Чтобы понять механику, полезно представить процесс по шагам. Модель пишет не «сразу весь ответ», а по частям: слово за словом (точнее, кусочками слов). На каждом шаге она оценивает несколько возможных продолжений и назначает им вероятности: какие варианты сейчас подходят лучше, а какие хуже. Дальше нужно выбрать один вариант и перейти к следующему шагу — и так до конца.
Если бы модель всегда брала самый вероятный вариант, ответы были бы очень стабильными, но часто однообразными. Формулировки повторялись бы, идеи были бы предсказуемыми, а иногда текст становился бы «заезженным»: одинаковые вступления, одинаковые выводы, одинаковые списки. Поэтому во многих режимах работы модель выбирает не строго «самое вероятное», а из нескольких вероятных — и тут появляется случайность.
Эта случайность напрямую влияет на разнообразие. Когда она выше, модель чаще «разрешает себе» взять вариант, который чуть менее вероятен, но всё ещё подходит по смыслу. В результате меняются формулировки: другие слова, другой тон, другой порядок. А иногда и сами идеи: другие примеры, другие варианты решения, другие пункты списка.

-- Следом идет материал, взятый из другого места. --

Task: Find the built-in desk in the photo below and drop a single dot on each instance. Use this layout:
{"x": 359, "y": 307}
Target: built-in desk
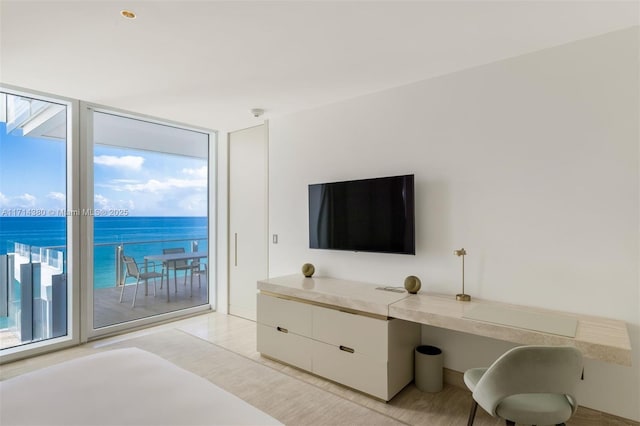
{"x": 598, "y": 338}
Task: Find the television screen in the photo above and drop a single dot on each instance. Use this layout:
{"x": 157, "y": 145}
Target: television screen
{"x": 373, "y": 215}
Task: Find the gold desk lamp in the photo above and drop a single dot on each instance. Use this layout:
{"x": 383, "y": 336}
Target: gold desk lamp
{"x": 462, "y": 297}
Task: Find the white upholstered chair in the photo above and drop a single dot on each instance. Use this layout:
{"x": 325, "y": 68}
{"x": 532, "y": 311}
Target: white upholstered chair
{"x": 531, "y": 385}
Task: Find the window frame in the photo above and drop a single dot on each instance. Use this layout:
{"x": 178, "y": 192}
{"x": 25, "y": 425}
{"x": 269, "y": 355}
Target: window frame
{"x": 87, "y": 330}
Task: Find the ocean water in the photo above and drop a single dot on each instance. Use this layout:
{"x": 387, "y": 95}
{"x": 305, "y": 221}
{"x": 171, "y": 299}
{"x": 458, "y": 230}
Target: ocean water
{"x": 137, "y": 235}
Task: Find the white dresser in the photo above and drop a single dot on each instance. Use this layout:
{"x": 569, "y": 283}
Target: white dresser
{"x": 337, "y": 329}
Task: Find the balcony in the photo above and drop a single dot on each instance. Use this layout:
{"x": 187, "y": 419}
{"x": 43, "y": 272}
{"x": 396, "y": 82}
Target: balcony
{"x": 33, "y": 288}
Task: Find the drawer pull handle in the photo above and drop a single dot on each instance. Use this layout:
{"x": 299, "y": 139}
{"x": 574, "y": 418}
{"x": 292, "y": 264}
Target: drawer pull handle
{"x": 346, "y": 349}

Это особенно заметно в задачах, где нет одного правильного ответа: придумать темы для поста, варианты заголовков, способы сформулировать просьбу, идеи подарков, черновик письма.
Отсюда и ответ на вопрос, почему один и тот же запрос может давать разные ответы. Во‑первых, при каждом запуске модель может сделать другие выборы на нескольких шагах подряд, и маленькое отличие в начале «разветвляет» весь текст дальше. Во‑вторых, в запросе часто есть пространство для интерпретации: вы не указали длину, формат, аудиторию, критерии качества — и модель каждый раз может «додумать» это по‑разному. В‑третьих, влияет контекст диалога: даже если вам кажется, что запрос тот же, модель опирается на предыдущие сообщения, а значит, стартовые условия уже не идентичны.
Эта же логика объясняет, почему иногда ответы отличаются не только стилем, но и содержанием. Если вы спрашиваете: «Составь план статьи про здоровое питание», то возможны десятки нормальных планов. Модель не «вспоминает один правильный», она каждый раз строит один из допустимых вариантов. А когда вы спрашиваете факты (например, «какая дата…»), случайность может привести к более рискованным догадкам, если модель не уверена или если в запросе не хватает уточнений. Снаружи это выглядит как нестабильность, но внутри это та же механика выбора из нескольких продолжений.